The pandemic has certainly affected each sphere of human lives, including their businesses. Remote offices and consistent use of technology have improved the way business is done, but we should not forget the dark side of it.
During the COVID-19 pandemic, lots of businesses have moved to the online environment. It has facilitated most of the job-related tasks, reduced the risk of getting sick, and allowed employees to work from any place they want. All these advantages have impacted the overall business structure, which remains even today when the pandemic days are almost over.
However, the digital world is full of perils that can cause severe issues that cannot be easily resolved. Namely, online businesses have started facing consequences due to the increased number of cyber threats, including phishing, malware, ransomware, and similar.
Cyber threats are an ongoing issue that requires your constant attention. And if you’re not familiar with the severity and consequences of such problems, you’ve come to the right place.
In this post, we’ll present you with the 5 most popular cyber threats that arose during the pandemic and help you recognize them.
Cyber Threats During Pandemic
Phishing is still one of the most superior cyber-attacks that target companies or individuals associated with a certain organization. Phishing is often deployed through emails, which is used to trick users into revealing their sensitive information to unreliable third parties (hackers).
Phishing emails often look realistic, which makes it difficult for victims to determine whether the message is authentic or not.
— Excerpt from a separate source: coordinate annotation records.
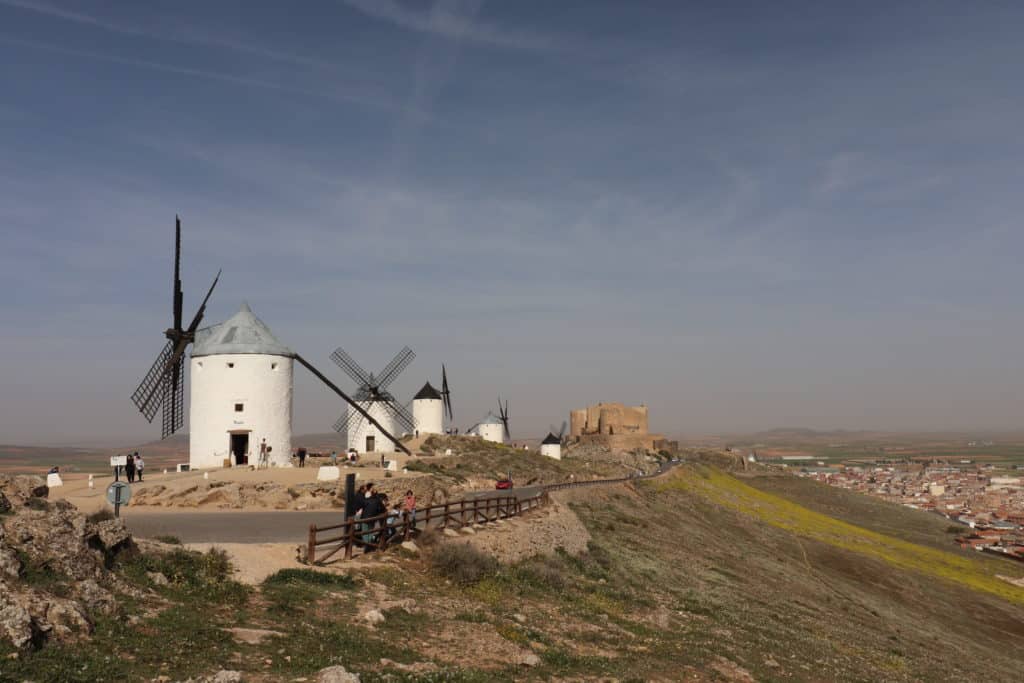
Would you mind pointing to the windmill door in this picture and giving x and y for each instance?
(240, 447)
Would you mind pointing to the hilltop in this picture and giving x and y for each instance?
(697, 574)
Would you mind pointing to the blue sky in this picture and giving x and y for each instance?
(743, 214)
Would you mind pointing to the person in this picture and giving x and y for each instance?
(393, 517)
(371, 508)
(409, 505)
(130, 468)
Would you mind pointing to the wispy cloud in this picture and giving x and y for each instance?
(183, 35)
(451, 18)
(206, 74)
Such cyber threats aim to hook the victims into clicking the malicious link delivered in an email or downloading the attached file. If the user follows the hacker’s instructions, their financial information might be compromised or might become a victim of identity theft.
Although the art of phishing has significantly progressed, it is still possible to recognize it and avoid it. Such emails often contain typos and misspelled words, and the sender’s email address usually has strange characters. So, if you are unsure whether you received an email from your boss or a curious hacker, double-check the above-mentioned signs. Or call your boss directly to see if everything is under control.
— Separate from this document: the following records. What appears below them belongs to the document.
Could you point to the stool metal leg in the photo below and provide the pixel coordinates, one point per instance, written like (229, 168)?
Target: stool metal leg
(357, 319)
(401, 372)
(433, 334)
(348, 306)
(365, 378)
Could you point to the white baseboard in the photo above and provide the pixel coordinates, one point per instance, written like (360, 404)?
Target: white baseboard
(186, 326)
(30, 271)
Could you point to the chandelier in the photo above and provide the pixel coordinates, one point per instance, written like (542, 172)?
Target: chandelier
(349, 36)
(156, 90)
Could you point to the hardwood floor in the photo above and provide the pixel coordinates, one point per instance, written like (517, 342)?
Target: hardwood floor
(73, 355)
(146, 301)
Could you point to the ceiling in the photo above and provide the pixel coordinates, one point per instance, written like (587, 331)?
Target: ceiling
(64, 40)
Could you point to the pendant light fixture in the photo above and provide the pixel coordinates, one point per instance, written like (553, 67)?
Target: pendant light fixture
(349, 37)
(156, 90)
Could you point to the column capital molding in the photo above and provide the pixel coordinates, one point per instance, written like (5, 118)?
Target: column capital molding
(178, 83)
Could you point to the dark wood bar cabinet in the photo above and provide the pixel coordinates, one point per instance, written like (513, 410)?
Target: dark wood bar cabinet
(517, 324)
The goal of ransomware is to lock and encrypt all your essential files. And if you want them back (and you sure do), you need to pay a ransom to hackers who got into your system and infected it. As you may assume, paying the ransom doesn’t guarantee that you’ll receive what you paid for.
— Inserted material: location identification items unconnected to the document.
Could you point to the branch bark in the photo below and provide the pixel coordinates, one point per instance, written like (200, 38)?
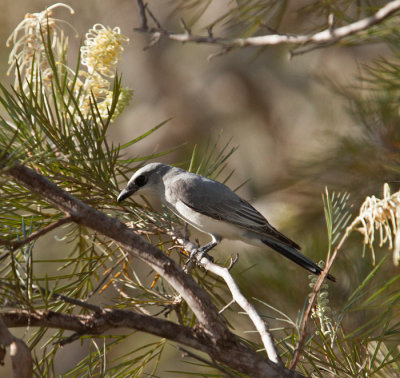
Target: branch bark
(225, 346)
(239, 298)
(325, 37)
(21, 358)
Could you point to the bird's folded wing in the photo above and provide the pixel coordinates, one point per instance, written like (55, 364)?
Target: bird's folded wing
(217, 201)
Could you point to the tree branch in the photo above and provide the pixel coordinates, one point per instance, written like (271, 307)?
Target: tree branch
(21, 358)
(327, 36)
(225, 346)
(313, 298)
(108, 319)
(238, 297)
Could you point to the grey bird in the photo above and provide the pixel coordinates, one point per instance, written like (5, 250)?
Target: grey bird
(212, 208)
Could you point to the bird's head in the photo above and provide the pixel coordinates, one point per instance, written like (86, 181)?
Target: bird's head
(146, 180)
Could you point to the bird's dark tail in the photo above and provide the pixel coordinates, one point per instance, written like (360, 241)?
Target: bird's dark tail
(294, 255)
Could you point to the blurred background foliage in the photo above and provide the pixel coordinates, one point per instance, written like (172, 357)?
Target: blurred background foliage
(327, 118)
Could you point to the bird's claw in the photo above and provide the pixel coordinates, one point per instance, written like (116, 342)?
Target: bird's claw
(200, 252)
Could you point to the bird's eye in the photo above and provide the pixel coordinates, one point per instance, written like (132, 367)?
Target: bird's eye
(141, 180)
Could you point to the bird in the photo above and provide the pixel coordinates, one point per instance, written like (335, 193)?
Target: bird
(212, 208)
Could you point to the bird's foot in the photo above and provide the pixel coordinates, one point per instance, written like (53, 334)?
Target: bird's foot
(199, 253)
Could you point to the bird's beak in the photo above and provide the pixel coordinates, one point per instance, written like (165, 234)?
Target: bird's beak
(127, 192)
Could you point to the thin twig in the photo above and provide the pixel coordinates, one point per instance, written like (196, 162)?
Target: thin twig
(211, 331)
(238, 297)
(22, 364)
(313, 297)
(17, 244)
(327, 36)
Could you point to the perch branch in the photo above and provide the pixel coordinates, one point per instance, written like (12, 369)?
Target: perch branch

Ransomware is one of the most complex cyber-attacks that’s affected many systems during the pandemic. It can get into your computer in different ways – you can download and install it, get it due to a phishing attack, inject it via a USB drive, and so on.
During the pandemic, the systems got infected by ransomware due to the lack of adequate cyber protection. Insecure sharing of sensitive files and passwords jeopardized the business flow, resulting in severe consequences that were not easy to resolve. One of the best ways to secure your system against threats like ransomware is through a password manager. This feature-rich tool helps you create strong passwords for your sensitive accounts and lets you share them with your teammates with peace of mind. In a nutshell, it is an affordable way to ensure your safety online and mitigate the most common risks associated with your privacy.
3. Distributed Denial of Service Attacks (DDoS)
A distributed denial of service attack, also known as a DDoS attack, acts by sending an endless number of requests to a website at the same time. As a result, the website crashes, and the users are not able to use or access it anymore.
A large number of requests that target a website are often sent by bots called botnets, specifically designed to send requests to servers repeatedly. All the connected devices can be hacked and exploited in this type of attack, which often occurs without the owner’s knowledge.
Unfortunately, DDoS attacks are easy to deploy, especially since they are pretty cheap. This is why they exploded during the pandemic when they affected a broad range of servers and networks. And although it’s cheap to carry out, it can cost affected companies millions of dollars.
4. Zero-Day Attacks
As their name implies, zero-day attacks are threats that target newly discovered software vulnerabilities, for which there is no antivirus or patch developed yet. Those attacks are often implemented through smartphone applications that no longer receive adequate developer support or obsolete applications that are not updated to the latest version.
In order to avoid zero-day attacks, it’s important to update your software regularly and deinstall all the applications you no longer use, but which could be a threat to your system. Such attacks have affected different private and business users, resulting in stolen data, jeopardized safety, and other consequences that prevent businesses from thriving.
5. Internet of Things (IoT) Vulnerabilities
The Internet of Things (IoT) is commonly used nowadays, and smart devices have become an integral part of every home. However, these “great” inventions are not always great.
There are many cyber threats associated with the Internet of Things, and they can be especially severe. Namely, the IoT is one of the key providers of data, and its built-in security system is not entirely developed yet. For that reason, those devices allow cyber criminals to enter their systems and manipulate them according to their malicious plans.
IoT attacks have doubled during the pandemic, which is a pretty concerning fact. We can only hope that, in the future, IoT security will become more advanced and will let users enjoy all their features with peace of mind.
Although the pandemic is almost over, cybersecurity threats will never end. They can become more progressive with time, which is why, especially companies, must protect their vital data with the best cybersecurity solutions, learn how to recognize sketchy activity, and manage a crisis situation within a team.
And remember – technology has become an essential part of our lives. Make sure to use it with precaution to get the best out of it.